Borrow with a plan. Know your numbers before you apply. And if the numbers don't work, wait until they do.
FAQs
Can I take two personal loans from different banks at the same time? Yes, technically most banks allow this. But each lender checks your credit report, and multiple active loans can push your debt-to-income ratio into a range that either gets you rejected or results in a higher interest rate.
Does having multiple personal loans hurt my credit score? It can. Multiple active loans increase the risk of a missed payment, which directly impacts your score. Even if you're paying on time, lenders may view you as over-leveraged when reviewing future applications.
What is a safe number of active personal loans? There's no fixed rule, but most financial advisors suggest keeping total EMIs under 40% of monthly income. For most salaried individuals, that usually means one — maybe two — active loans at any point.
Is debt consolidation a good option if I have three personal loans? It depends on the interest rates and remaining tenure.
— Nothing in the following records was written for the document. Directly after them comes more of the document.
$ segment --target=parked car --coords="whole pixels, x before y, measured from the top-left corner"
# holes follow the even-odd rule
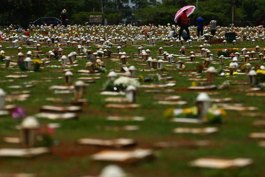
[[[53,25],[54,26],[57,26],[60,24],[62,22],[56,18],[54,17],[44,17],[40,18],[33,22],[31,22],[30,25],[34,25],[35,26],[44,25],[46,24],[47,26]]]

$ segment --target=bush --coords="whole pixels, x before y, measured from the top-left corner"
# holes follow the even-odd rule
[[[101,15],[103,19],[106,16],[104,13],[99,12],[81,12],[73,15],[72,17],[73,20],[75,21],[76,24],[85,25],[86,23],[89,22],[89,18],[91,15]]]

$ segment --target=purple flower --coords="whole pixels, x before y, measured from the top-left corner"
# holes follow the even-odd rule
[[[13,119],[20,118],[24,117],[26,116],[25,109],[19,106],[16,108],[12,114],[12,117]]]

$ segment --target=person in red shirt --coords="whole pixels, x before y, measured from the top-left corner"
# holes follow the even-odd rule
[[[181,16],[181,22],[180,24],[180,30],[179,34],[179,39],[180,40],[181,37],[183,30],[185,30],[189,39],[190,39],[190,30],[189,30],[189,27],[188,26],[188,21],[190,20],[187,16],[187,13],[188,11],[185,10],[183,11]]]

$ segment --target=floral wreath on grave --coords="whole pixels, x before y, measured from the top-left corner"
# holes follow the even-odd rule
[[[225,57],[231,57],[232,54],[238,52],[238,48],[233,48],[232,49],[226,49],[224,50],[219,50],[217,51],[217,55],[219,56],[223,55]]]
[[[258,82],[261,83],[265,82],[265,70],[257,69],[256,72]]]
[[[5,58],[5,54],[0,54],[0,61],[3,61],[4,58]]]
[[[103,84],[102,89],[106,91],[119,92],[125,89],[129,85],[133,85],[138,88],[140,84],[138,80],[122,76],[116,79],[112,78],[107,80]]]
[[[198,114],[198,108],[193,106],[187,108],[167,109],[164,111],[163,115],[164,117],[167,118],[174,117],[197,118]],[[220,123],[222,122],[223,117],[226,114],[226,112],[224,109],[213,105],[208,109],[203,119],[209,123]]]

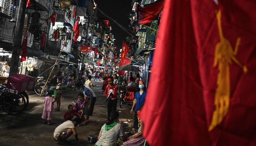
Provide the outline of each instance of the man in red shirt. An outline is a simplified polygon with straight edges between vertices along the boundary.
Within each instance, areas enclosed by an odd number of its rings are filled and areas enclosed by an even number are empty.
[[[116,107],[117,105],[118,88],[116,85],[114,84],[114,78],[112,77],[108,78],[108,81],[109,84],[106,87],[104,94],[108,98],[110,93],[113,94],[108,100],[108,121],[110,119],[109,118],[110,113],[113,110],[116,110]]]

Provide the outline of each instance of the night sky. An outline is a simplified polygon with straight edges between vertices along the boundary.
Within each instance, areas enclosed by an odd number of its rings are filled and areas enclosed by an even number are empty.
[[[95,0],[97,6],[101,11],[110,18],[116,20],[124,27],[128,28],[128,15],[132,11],[131,0]],[[123,41],[125,41],[127,33],[113,20],[98,11],[98,19],[101,18],[109,20],[112,27],[114,38],[116,39],[116,50],[119,52],[121,49]]]

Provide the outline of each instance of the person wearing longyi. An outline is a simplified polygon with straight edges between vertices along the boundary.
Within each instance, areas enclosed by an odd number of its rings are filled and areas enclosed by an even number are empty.
[[[113,94],[108,100],[108,120],[109,120],[110,113],[112,111],[116,110],[117,105],[117,90],[118,88],[116,85],[114,84],[114,78],[112,77],[108,78],[109,84],[106,87],[104,95],[108,98],[110,93]]]

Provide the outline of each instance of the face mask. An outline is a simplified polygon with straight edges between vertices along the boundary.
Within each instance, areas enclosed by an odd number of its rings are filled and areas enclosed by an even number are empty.
[[[145,87],[145,86],[144,86],[144,85],[139,85],[139,88],[140,89],[142,89],[144,88],[144,87]]]

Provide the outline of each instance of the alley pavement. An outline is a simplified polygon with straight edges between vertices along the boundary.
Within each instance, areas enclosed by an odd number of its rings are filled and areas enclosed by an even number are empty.
[[[108,112],[106,97],[102,93],[103,80],[92,80],[92,87],[96,96],[96,101],[93,116],[90,117],[90,123],[87,125],[79,126],[76,128],[79,141],[76,142],[74,135],[67,140],[71,146],[94,146],[87,141],[89,135],[98,135],[101,127],[107,120]],[[63,91],[60,111],[53,112],[53,125],[42,124],[43,119],[41,116],[44,107],[44,96],[39,97],[34,91],[27,93],[29,97],[29,104],[25,111],[17,115],[8,114],[0,107],[0,145],[4,146],[60,146],[53,139],[53,132],[56,127],[64,122],[63,115],[68,110],[68,105],[72,101],[76,101],[77,95],[82,91]],[[129,114],[131,106],[124,105],[119,107],[118,101],[117,110],[120,118],[132,119],[133,115]],[[54,108],[57,105],[54,105]]]

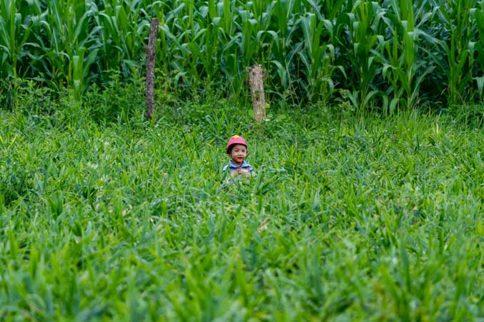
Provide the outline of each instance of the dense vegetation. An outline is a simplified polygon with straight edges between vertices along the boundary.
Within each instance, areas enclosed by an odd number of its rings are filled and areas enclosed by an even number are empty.
[[[273,101],[356,107],[479,103],[484,9],[479,0],[0,0],[1,101],[18,79],[79,98],[113,74],[143,74],[149,23],[160,91],[246,99],[260,63]]]
[[[68,96],[26,113],[35,90],[0,111],[0,320],[484,317],[475,119],[342,103],[253,127],[218,101],[154,124],[129,87],[90,96],[138,101],[107,124]],[[258,175],[221,182],[235,133]]]
[[[0,0],[0,321],[483,321],[483,34],[477,0]]]

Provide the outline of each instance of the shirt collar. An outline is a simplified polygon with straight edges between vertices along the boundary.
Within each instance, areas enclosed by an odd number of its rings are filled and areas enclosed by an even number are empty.
[[[229,164],[229,166],[230,166],[231,168],[239,168],[239,167],[238,167],[238,166],[236,166],[233,162],[232,162],[232,159],[231,159],[231,160],[228,161],[228,164]],[[246,160],[244,160],[244,161],[242,161],[242,164],[241,165],[240,168],[246,167],[246,166],[248,166],[247,162],[246,162]]]

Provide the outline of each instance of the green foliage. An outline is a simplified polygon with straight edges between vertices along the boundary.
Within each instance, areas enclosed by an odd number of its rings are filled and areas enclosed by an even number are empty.
[[[484,316],[482,117],[355,117],[343,93],[262,128],[223,100],[151,124],[140,84],[86,106],[24,86],[0,111],[2,321]],[[226,183],[233,134],[257,175]]]
[[[247,103],[261,64],[270,101],[333,101],[392,114],[425,104],[479,104],[483,6],[478,0],[0,0],[0,99],[17,79],[78,101],[112,74],[144,74],[160,20],[157,77],[181,98],[214,91]]]

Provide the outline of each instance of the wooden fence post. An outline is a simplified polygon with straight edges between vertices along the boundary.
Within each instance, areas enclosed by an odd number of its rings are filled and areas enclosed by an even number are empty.
[[[146,118],[151,119],[155,113],[155,57],[156,35],[159,20],[153,18],[150,25],[150,34],[146,48]]]
[[[247,69],[248,84],[251,86],[253,116],[256,122],[261,123],[266,119],[266,96],[264,94],[263,79],[266,73],[259,64],[253,65]]]

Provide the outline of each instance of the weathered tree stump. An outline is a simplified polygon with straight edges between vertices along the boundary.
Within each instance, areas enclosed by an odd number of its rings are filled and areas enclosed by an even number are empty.
[[[251,86],[253,116],[256,122],[261,123],[266,119],[266,96],[264,94],[263,79],[266,73],[259,64],[253,65],[247,69],[248,84]]]
[[[159,20],[153,18],[150,25],[150,34],[148,38],[148,48],[146,48],[146,114],[147,119],[151,119],[155,113],[155,44],[158,34]]]

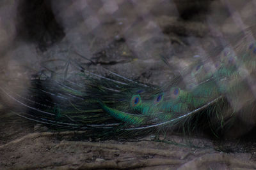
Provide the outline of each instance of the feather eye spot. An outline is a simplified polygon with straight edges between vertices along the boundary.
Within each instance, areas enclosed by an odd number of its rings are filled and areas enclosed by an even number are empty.
[[[132,96],[131,100],[131,105],[133,107],[136,106],[141,102],[141,99],[140,95],[135,95]]]
[[[173,90],[173,94],[174,94],[174,95],[178,95],[178,94],[179,94],[179,89],[178,89],[178,88],[176,88],[176,89],[174,89],[174,90]]]
[[[253,49],[253,53],[256,53],[256,48],[255,48]]]
[[[140,101],[140,99],[139,99],[139,97],[136,97],[135,99],[134,99],[134,104],[137,104],[138,103],[139,103],[139,101]]]
[[[252,49],[254,46],[253,43],[252,43],[250,46],[249,46],[249,49]]]
[[[157,97],[156,98],[156,101],[157,102],[159,102],[161,101],[161,99],[162,99],[162,94],[160,94],[157,96]]]
[[[157,104],[159,102],[161,102],[163,99],[163,94],[159,94],[157,96],[156,96],[156,97],[155,98],[155,99],[154,101],[154,104]]]

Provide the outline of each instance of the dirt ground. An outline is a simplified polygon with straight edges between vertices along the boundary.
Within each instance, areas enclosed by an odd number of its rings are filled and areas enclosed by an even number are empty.
[[[1,74],[27,73],[17,65],[61,71],[62,62],[38,63],[70,58],[93,72],[164,85],[195,56],[211,55],[254,25],[256,14],[253,1],[27,1],[0,3]],[[0,114],[1,169],[256,169],[253,131],[232,140],[168,133],[93,141],[83,138],[86,131],[53,132],[2,105]]]

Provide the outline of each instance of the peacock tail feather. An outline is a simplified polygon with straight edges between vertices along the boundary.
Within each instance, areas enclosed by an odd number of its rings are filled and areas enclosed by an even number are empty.
[[[69,77],[67,69],[62,75],[40,72],[25,85],[19,79],[12,85],[3,80],[1,101],[20,117],[56,130],[93,131],[88,136],[141,135],[198,125],[223,133],[244,113],[255,118],[256,41],[252,30],[198,59],[163,87],[108,70],[108,76],[90,73],[74,61],[79,72]]]

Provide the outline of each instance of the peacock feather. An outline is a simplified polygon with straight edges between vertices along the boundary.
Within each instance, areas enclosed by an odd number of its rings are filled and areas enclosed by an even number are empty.
[[[21,117],[56,130],[88,130],[88,136],[142,135],[195,125],[221,134],[237,119],[250,119],[250,129],[256,121],[256,41],[252,30],[198,59],[164,86],[108,70],[107,76],[95,74],[70,60],[67,66],[71,63],[79,71],[68,77],[67,69],[51,76],[40,71],[25,84],[19,78],[12,85],[3,80],[1,101]]]

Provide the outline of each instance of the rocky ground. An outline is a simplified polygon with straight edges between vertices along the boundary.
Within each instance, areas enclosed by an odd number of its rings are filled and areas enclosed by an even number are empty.
[[[20,65],[61,71],[72,59],[91,71],[163,85],[255,24],[253,1],[2,1],[0,73],[22,76]],[[256,169],[253,132],[232,140],[169,133],[92,141],[86,132],[51,132],[0,110],[1,169]]]

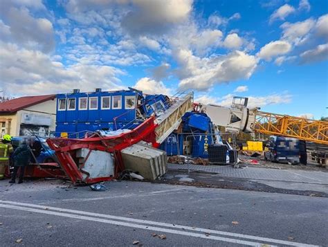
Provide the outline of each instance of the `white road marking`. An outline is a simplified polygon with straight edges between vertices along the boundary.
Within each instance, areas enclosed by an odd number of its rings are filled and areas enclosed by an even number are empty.
[[[200,233],[185,232],[182,230],[172,230],[172,229],[167,229],[167,228],[161,228],[155,227],[155,226],[149,226],[147,225],[140,225],[140,224],[135,224],[133,223],[116,221],[112,221],[109,219],[95,218],[95,217],[91,217],[88,216],[68,214],[68,213],[64,213],[64,212],[53,212],[53,211],[44,210],[42,210],[31,208],[15,206],[15,205],[12,205],[10,204],[0,203],[0,208],[11,208],[11,209],[15,209],[18,210],[33,212],[37,212],[37,213],[41,213],[41,214],[60,216],[60,217],[78,219],[84,219],[84,220],[91,221],[107,223],[109,223],[112,225],[123,226],[127,226],[127,227],[131,227],[134,228],[140,228],[140,229],[143,229],[143,230],[153,230],[153,231],[157,231],[157,232],[161,232],[173,233],[173,234],[177,234],[180,235],[185,235],[185,236],[189,236],[189,237],[201,237],[203,239],[223,241],[230,242],[230,243],[233,243],[233,244],[243,244],[245,246],[259,246],[259,247],[262,246],[262,244],[260,243],[256,243],[256,242],[253,242],[253,241],[249,241],[239,240],[239,239],[229,239],[226,237],[212,236],[212,235],[208,236],[204,234],[200,234]]]
[[[16,202],[16,201],[2,201],[2,200],[0,200],[0,203],[28,206],[28,207],[40,208],[42,210],[48,209],[48,210],[55,210],[55,211],[66,212],[107,218],[107,219],[116,219],[116,220],[120,220],[120,221],[135,222],[135,223],[143,223],[143,224],[159,226],[162,227],[168,227],[171,228],[178,228],[178,229],[185,230],[208,232],[211,234],[244,238],[244,239],[251,239],[251,240],[261,241],[289,245],[289,246],[313,246],[311,244],[291,242],[291,241],[284,241],[284,240],[274,239],[262,237],[257,237],[257,236],[247,235],[243,235],[243,234],[239,234],[239,233],[224,232],[224,231],[201,228],[194,228],[194,227],[191,227],[191,226],[188,226],[176,225],[176,224],[167,223],[163,223],[163,222],[157,222],[157,221],[152,221],[143,220],[143,219],[122,217],[118,217],[118,216],[115,216],[115,215],[104,214],[99,214],[99,213],[95,213],[95,212],[86,212],[86,211],[70,210],[70,209],[66,209],[66,208],[39,205],[37,204],[25,203],[19,203],[19,202]]]
[[[138,194],[135,193],[129,193],[125,194],[120,196],[102,196],[102,197],[93,197],[93,198],[80,198],[80,199],[62,199],[61,201],[98,201],[98,200],[106,200],[111,199],[113,198],[127,198],[131,196],[156,196],[158,194],[165,193],[166,194],[171,194],[171,192],[176,192],[176,191],[184,190],[183,189],[172,189],[172,190],[158,190],[153,191],[147,194]]]

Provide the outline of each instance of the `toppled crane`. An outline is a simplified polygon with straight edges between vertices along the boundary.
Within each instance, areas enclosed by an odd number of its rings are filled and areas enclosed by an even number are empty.
[[[156,179],[167,169],[166,154],[156,147],[179,126],[182,116],[192,108],[192,93],[179,96],[171,98],[168,102],[156,95],[149,97],[148,100],[146,97],[145,102],[136,106],[138,116],[131,121],[133,125],[126,122],[113,134],[86,131],[83,138],[55,138],[47,143],[73,183],[110,181],[118,178],[125,169],[138,172],[149,180]],[[129,129],[135,125],[137,127]]]

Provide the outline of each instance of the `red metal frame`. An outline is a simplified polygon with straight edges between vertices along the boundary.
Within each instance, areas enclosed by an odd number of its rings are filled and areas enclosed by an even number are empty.
[[[158,147],[156,142],[154,117],[146,120],[129,132],[122,133],[114,136],[98,136],[95,134],[83,139],[75,138],[50,138],[46,140],[50,147],[55,150],[60,165],[73,183],[93,183],[109,181],[118,177],[125,167],[120,151],[136,144],[140,140],[151,143],[154,147]],[[90,150],[104,151],[113,154],[115,160],[115,175],[110,177],[86,179],[83,178],[84,173],[74,161],[75,151],[81,148]],[[86,157],[84,163],[88,157]]]

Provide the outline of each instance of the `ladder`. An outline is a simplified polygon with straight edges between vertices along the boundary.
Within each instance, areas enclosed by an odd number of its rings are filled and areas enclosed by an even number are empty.
[[[192,110],[193,93],[181,93],[181,95],[163,114],[156,118],[154,122],[156,125],[155,134],[157,143],[162,143],[179,127],[182,121],[182,116],[187,111]]]
[[[254,131],[328,145],[328,122],[255,111]]]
If consolidation gets you a meaningfully lower rate and simplifies repayment, it's worth exploring. Mr Loanwala can help you run the actual numbers before deciding.
What happens if I miss an EMI on one of my multiple loans? That missed payment gets reported to the credit bureau and affects your CIBIL score. It also makes future borrowing harder and more expensive. With multiple loans, one missed payment can have a domino effect on how lenders view you overall.